• Image about Janet Thomas
“Tell me again why I might want to ‘defy my comfort zone’ by climbing to the top of a 25-foot pole and jumping off,” I said to the encouraging staff member when I visited Miraval Arizona a few years ago. Whatever she said didn’t convince me, because I defied my comfort zone in other, more-sane-to-me ways, like trail running, hiking, and mountain biking, followed, no doubt, by a deep-tissue massage.

Part heart-pumping, take-it-to-the-next-level fitness and part intense pampering and relaxation, today’s multiday destination spas are a compelling way to kick off a new year and put some spring, well, in your spring. Resorts like Miraval in Tucson, Arizona; Rancho La Puerto in Baja California, Mexico; and Lake Austin Spa Resort in Austin, Texas, are all prime examples. I think the growing trend of health- and fitness-focused vacations and the infusion of more fitness options at spas and hotels in general is an excellent direction for the industry. Canyon Ranch Hotel & Spa in Miami Beach, for example, has a 70,000-square-foot spa and wellness facility with 54 treatment rooms and services that integrate nutrition, fitness, and preventative care.

Interested in upping your fitness level? This Sporting Life issue is loaded with sports and fitness ideas — from mild to wild.

Speaking of defying comfort zones, we’ve got some major runners in our office that inspire us — and sometimes make us look like slackers. A couple of these fearless females just completed the Walt Disney World Marathon in Orlando — in freezing temperatures, no less. Goofy, say a few (a five-mile run is a perfectly respectable achievement, yes?). When asked why she runs, Susan Gordon, our illustrious president and group publisher, had this to say: “I run because I can. It’s where I clear my mind, think through challenges, or just enjoy music (I sang all the way through the 26.2 miles in Orlando). It’s every bit as much a mental sport as it is a physical sport. It makes me feel strong — physically and mentally. I burn off stress and enjoy the ‘me’ time.” One of her running buddies, KariAnne Harmon, said she runs because it’s fun — and then admitted that it’s mostly the camaraderie before and after a big run, and the beer, and the fact that you can eat almost anything when you’re a runner that’s really fun. If you fancy yourself a runner, or would like to, page 70 begins an in-depth look at the world of marathons.

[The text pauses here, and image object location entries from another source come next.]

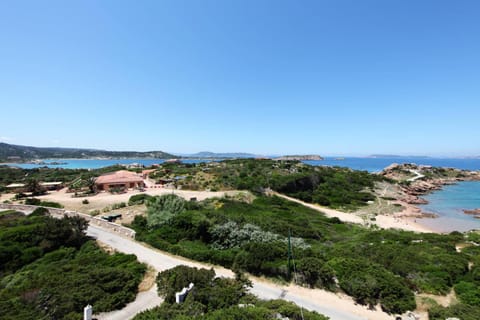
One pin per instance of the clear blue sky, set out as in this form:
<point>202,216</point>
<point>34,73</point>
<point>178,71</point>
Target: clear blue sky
<point>269,77</point>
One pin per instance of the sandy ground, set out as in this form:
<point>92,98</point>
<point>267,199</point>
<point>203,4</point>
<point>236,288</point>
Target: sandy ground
<point>104,199</point>
<point>405,220</point>
<point>402,220</point>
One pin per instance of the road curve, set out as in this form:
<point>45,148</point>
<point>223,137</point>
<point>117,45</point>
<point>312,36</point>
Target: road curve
<point>263,289</point>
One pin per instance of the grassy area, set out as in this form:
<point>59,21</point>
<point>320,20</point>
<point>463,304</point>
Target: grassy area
<point>382,266</point>
<point>335,187</point>
<point>217,298</point>
<point>50,269</point>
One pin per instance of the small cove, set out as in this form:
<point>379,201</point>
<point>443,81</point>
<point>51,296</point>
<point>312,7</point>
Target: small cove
<point>449,204</point>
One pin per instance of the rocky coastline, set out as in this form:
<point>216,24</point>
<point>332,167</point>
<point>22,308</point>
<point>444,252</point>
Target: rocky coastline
<point>309,157</point>
<point>416,181</point>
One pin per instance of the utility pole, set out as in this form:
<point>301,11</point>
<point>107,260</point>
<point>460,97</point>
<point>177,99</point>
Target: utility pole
<point>289,266</point>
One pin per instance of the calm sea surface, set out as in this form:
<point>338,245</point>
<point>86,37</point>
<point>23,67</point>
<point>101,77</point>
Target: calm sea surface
<point>447,203</point>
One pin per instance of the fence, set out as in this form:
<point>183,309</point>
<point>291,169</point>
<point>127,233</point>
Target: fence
<point>58,213</point>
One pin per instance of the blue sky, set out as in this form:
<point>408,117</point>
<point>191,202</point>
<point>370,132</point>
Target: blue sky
<point>269,77</point>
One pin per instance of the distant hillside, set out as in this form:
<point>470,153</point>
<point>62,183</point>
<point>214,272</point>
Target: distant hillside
<point>208,154</point>
<point>300,157</point>
<point>389,156</point>
<point>14,153</point>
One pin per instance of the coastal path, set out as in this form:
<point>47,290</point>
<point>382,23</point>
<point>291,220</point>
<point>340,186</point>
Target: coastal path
<point>335,306</point>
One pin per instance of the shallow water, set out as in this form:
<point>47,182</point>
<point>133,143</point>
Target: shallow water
<point>448,204</point>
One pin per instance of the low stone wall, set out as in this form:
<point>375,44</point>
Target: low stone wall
<point>58,213</point>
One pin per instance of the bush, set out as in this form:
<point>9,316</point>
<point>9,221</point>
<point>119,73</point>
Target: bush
<point>162,209</point>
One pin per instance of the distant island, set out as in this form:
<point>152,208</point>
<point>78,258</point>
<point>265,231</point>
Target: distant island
<point>16,153</point>
<point>214,155</point>
<point>300,157</point>
<point>388,156</point>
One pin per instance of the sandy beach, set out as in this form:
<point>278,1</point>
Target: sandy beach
<point>405,220</point>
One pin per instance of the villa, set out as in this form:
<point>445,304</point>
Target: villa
<point>122,179</point>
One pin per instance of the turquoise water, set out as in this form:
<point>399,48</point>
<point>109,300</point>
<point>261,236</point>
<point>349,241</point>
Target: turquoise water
<point>92,163</point>
<point>448,204</point>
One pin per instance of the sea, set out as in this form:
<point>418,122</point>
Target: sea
<point>447,203</point>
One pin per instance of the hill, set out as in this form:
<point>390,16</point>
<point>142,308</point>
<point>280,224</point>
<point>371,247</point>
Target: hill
<point>15,153</point>
<point>214,155</point>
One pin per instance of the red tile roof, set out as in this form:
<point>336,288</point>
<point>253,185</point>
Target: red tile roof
<point>121,176</point>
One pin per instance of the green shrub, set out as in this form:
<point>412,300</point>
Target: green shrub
<point>140,198</point>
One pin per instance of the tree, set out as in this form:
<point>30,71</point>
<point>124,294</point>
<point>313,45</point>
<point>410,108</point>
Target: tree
<point>162,209</point>
<point>34,187</point>
<point>92,187</point>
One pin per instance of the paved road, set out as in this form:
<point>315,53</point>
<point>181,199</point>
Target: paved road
<point>263,289</point>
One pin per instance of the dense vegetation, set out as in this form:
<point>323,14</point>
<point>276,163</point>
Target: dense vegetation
<point>373,266</point>
<point>335,187</point>
<point>7,151</point>
<point>216,299</point>
<point>51,269</point>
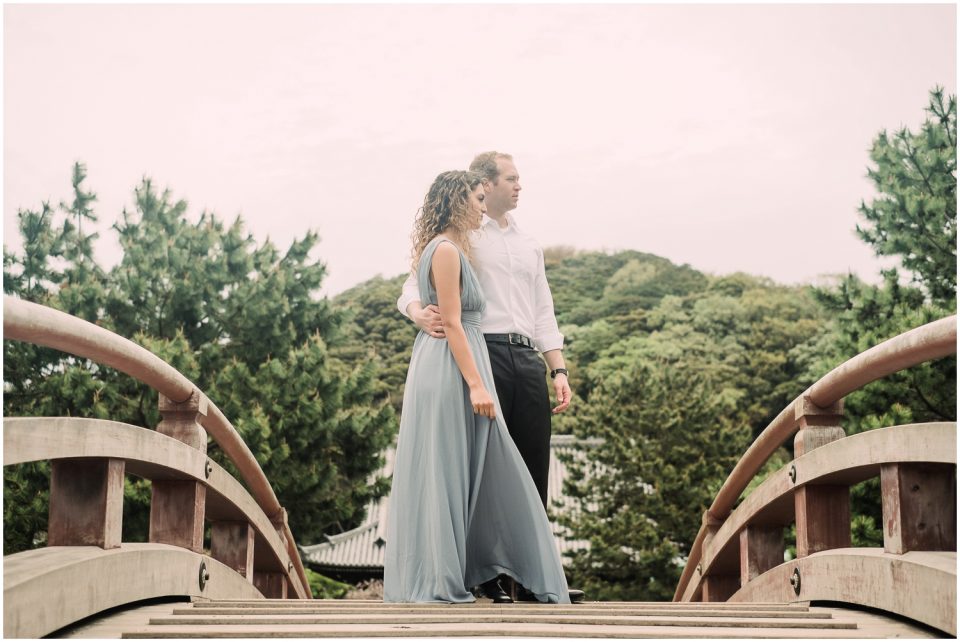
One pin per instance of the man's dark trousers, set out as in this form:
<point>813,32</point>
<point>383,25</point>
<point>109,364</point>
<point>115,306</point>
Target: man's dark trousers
<point>519,375</point>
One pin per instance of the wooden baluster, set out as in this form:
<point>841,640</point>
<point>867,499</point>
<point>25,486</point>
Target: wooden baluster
<point>273,584</point>
<point>177,506</point>
<point>86,502</point>
<point>232,543</point>
<point>716,587</point>
<point>761,548</point>
<point>919,507</point>
<point>822,511</point>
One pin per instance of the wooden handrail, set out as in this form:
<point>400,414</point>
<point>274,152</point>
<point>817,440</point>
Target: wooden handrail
<point>41,325</point>
<point>38,324</point>
<point>931,341</point>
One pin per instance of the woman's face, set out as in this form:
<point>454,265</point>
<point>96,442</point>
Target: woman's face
<point>476,208</point>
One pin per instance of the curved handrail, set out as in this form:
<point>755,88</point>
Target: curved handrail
<point>149,455</point>
<point>40,585</point>
<point>856,458</point>
<point>931,341</point>
<point>35,323</point>
<point>41,325</point>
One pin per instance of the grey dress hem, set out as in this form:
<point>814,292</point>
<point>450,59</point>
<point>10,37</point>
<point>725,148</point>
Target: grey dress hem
<point>463,506</point>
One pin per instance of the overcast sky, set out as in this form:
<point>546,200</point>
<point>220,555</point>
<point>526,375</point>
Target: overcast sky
<point>732,138</point>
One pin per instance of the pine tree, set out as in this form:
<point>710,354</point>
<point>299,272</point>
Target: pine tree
<point>915,215</point>
<point>243,321</point>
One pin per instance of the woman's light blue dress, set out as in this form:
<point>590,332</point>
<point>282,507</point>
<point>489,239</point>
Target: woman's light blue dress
<point>463,508</point>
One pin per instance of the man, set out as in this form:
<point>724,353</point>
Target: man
<point>517,323</point>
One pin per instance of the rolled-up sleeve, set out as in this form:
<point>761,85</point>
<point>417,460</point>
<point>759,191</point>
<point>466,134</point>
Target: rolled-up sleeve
<point>410,293</point>
<point>546,332</point>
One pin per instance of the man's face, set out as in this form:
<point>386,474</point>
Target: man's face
<point>503,195</point>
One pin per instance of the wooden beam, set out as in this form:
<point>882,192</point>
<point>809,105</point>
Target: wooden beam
<point>232,543</point>
<point>272,585</point>
<point>823,518</point>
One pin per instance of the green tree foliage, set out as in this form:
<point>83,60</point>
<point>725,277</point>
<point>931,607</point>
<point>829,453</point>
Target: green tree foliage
<point>669,435</point>
<point>374,328</point>
<point>243,320</point>
<point>676,405</point>
<point>914,217</point>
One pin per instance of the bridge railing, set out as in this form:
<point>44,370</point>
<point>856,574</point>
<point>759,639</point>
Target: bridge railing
<point>85,567</point>
<point>738,554</point>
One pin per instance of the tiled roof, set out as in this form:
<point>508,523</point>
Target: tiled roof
<point>362,547</point>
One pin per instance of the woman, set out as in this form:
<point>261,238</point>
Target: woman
<point>455,458</point>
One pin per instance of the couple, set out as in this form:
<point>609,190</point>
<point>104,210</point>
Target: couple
<point>464,508</point>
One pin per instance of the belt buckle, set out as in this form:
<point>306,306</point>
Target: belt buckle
<point>517,339</point>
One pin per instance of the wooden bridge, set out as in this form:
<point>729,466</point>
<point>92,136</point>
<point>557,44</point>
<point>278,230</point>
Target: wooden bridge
<point>251,582</point>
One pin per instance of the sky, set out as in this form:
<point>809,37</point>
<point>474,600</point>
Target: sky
<point>729,137</point>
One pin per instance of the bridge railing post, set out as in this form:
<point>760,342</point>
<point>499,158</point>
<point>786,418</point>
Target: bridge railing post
<point>272,584</point>
<point>822,511</point>
<point>86,502</point>
<point>761,548</point>
<point>177,506</point>
<point>717,586</point>
<point>919,503</point>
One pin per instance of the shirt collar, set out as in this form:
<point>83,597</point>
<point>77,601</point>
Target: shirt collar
<point>511,224</point>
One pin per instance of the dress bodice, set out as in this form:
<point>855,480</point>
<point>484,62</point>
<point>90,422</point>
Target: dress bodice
<point>471,295</point>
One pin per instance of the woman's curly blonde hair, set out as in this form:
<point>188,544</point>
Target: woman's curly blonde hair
<point>445,210</point>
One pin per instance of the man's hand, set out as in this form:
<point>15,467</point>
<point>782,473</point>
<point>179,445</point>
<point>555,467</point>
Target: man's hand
<point>562,387</point>
<point>428,319</point>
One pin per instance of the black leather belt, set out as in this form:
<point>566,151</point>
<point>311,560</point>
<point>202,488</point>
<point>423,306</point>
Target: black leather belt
<point>512,339</point>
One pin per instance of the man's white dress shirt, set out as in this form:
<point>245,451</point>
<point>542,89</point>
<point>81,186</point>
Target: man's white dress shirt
<point>509,265</point>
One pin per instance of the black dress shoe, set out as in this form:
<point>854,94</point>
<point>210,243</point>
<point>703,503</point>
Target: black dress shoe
<point>495,592</point>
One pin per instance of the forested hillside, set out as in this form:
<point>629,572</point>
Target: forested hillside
<point>676,370</point>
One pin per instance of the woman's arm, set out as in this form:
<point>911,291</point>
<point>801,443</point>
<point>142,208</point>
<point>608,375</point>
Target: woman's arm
<point>445,269</point>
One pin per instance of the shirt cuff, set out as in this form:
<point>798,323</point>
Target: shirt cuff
<point>552,341</point>
<point>404,301</point>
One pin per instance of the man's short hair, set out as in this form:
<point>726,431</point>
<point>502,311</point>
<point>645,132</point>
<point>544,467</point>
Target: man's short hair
<point>486,164</point>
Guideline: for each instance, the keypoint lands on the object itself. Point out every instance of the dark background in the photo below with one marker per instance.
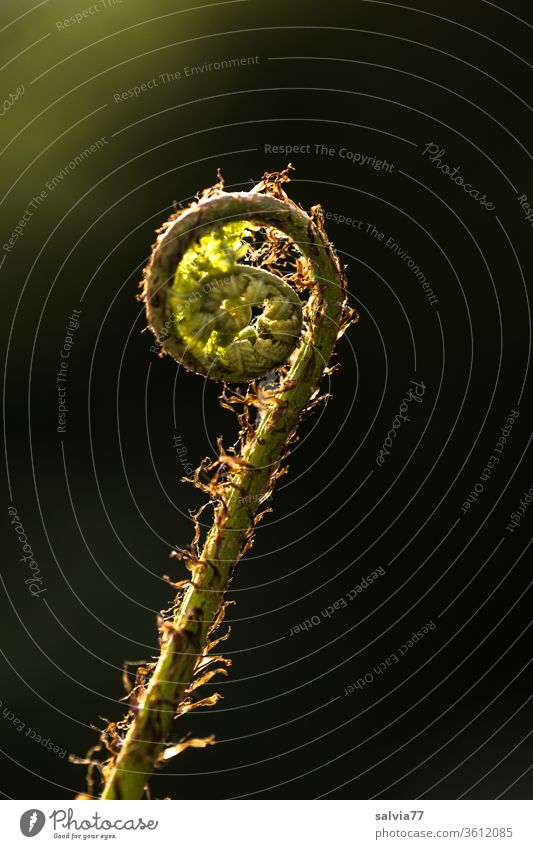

This spring, perhaps it’s time to make fitness fun again. See “Play Time” on page 28 for ways to take your game to the next level. “Global Rut Busters” on page 48 is sure to get you out of your comfort zone with a multitude of ideas on combining travel and fitness in a fun way. We hope this issue of Celebrated Living inspires you, quickens your pulse, and helps you spring forward in style.